For decades, opioids have dominated pain management. But the drugs are frequently ineffective for chronic pain and can lead to addiction, prompting researchers to search for alternative ways to manage pain.
Now, a team of scientists at Northwestern University have developed a miniaturized implant that they say treats pain in rats by simply cooling the peripheral nerves that transmit information between the brain and the rest of the body.
This soft implant, described in a paper published yesterday (June 30) in Science, is made from water-soluble and biocompatible materials that allow it to wrap around peripheral nerves like a cuff. Its unique engineering allows it to target and cool nerves in an area as small as several millimeters, making the device far more effective than other, less precise nerve cooling technologies that can damage the surrounding muscle tissue.
“When your fingers get cold, they get numb. So that’s the basic physiology of what we’re doing,” says study coauthor John Rogers, a materials scientist at Northwestern. “But we’re doing it in a very targeted way: directly applied to nerves deep within soft tissue systems.”
The implant consists of a flexible band containing tiny channels through which the cooling agent perfluoropentane can be pumped via an external system. Another channel contains dry nitrogen. When the perfluoropentane meets with dry nitrogen in a shared chamber, it immediately evaporates and cools the nerves down to 10 °C. The idea is that as the temperature of the nerves drops, so does the intensity and speed of electrical signals moving through them. Eventually, the nerves stop transmitting information, including pain signals. The implant dissolves 20 days after insertion, and is fully excreted by the kidneys 30 days after that, according to the study.
The complete cooling system is analogous to an air-conditioning unit, says Vedran Đerek, a physicist at the University of Zagreb in Croatia, who helped develop a bioelectric stimulator that can be wrapped around peripheral nerves to treat chronic pain. Đerek was not involved in the new study.
To test the device, the researchers poked rats’ paws with a sharp filament and measured the force it took to induce the animals to retract their limbs.
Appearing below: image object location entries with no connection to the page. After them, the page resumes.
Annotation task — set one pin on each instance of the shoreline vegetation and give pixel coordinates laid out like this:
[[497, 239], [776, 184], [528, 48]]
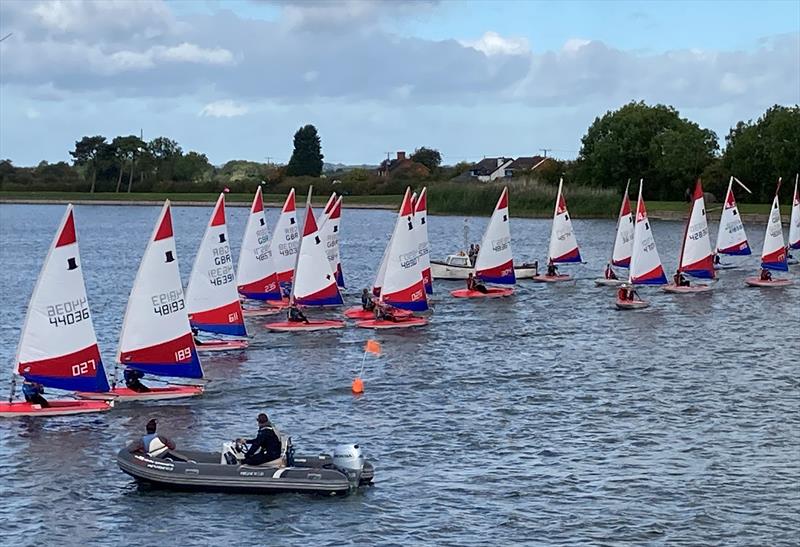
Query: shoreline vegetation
[[529, 200]]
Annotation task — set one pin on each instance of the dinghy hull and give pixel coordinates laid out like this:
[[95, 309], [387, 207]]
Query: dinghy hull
[[288, 326], [56, 408], [491, 292], [388, 324], [774, 283], [119, 394]]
Then they used the device to cool the animals’ sciatic nerves, which branch from the lower back down to the legs, and repeated the test.
“What we see is, when we block pain signals through associated peripheral nerves, the force that’s required to induce that retraction increases very substantially,” says Rogers. That suggests that the implantable device is able to block signals normally transmitted through the peripheral nervous system and “eliminate that sensation of pain.” He predicts that the device would work similarly in humans, and could be implanted during amputation or nerve graft surgery to combat pain afterward. However, the device isn’t yet ready for testing in humans.
“It’s very difficult in practice to cool down a nerve in a very localized manner, so this kind of approach is very interesting,” says Đerek.
Steven P. Cohen, an anesthesiologist at the Johns Hopkins University School of Medicine, concurs with the researchers that there’s a need to develop more precise ways of managing nerve pain. “We do neuroleptic procedures [injecting phenol to block nerve pain] all the time, but they’re not really precise,” he explains, since the phenol “could spread to places you don’t want.”
However, according to Cohen, the device might not eliminate the pain associated with phantom limbs, a common problem faced by amputees, since that pain is associated with reorganization that takes place in the brain after a limb is removed.
“There are definitely peripheral mechanisms for pain, but that’s not [the] only one. And it might not even be the main cause,” he adds.
While Rogers agrees it’s conceivable that there are other factors controlling pain intensity besides transmission of signals in the peripheral nerves, such as psychological influences. However, he says “I doubt that it’s significant.”
The next step for Rogers and his team is to fine-tune the specifics of the nerve cooling system in order to strike the balance between cooling a nerve long enough to block pain signals but not long enough to damage the tissue. They also need to determine how much recovery time is needed to reverse the cooling process. As far as the system itself goes, Rogers wants to make the system much more compact, replacing the current benchtop pump with a battery-powered device of his own design that would be “the size of a credit card.”
“The way that we’re doing it now is a reasonable way to deploy the technology in a hospital environment,” he says. “But it would be a lot nicer if you could put [the pump] on your belt and stick it on your skin.”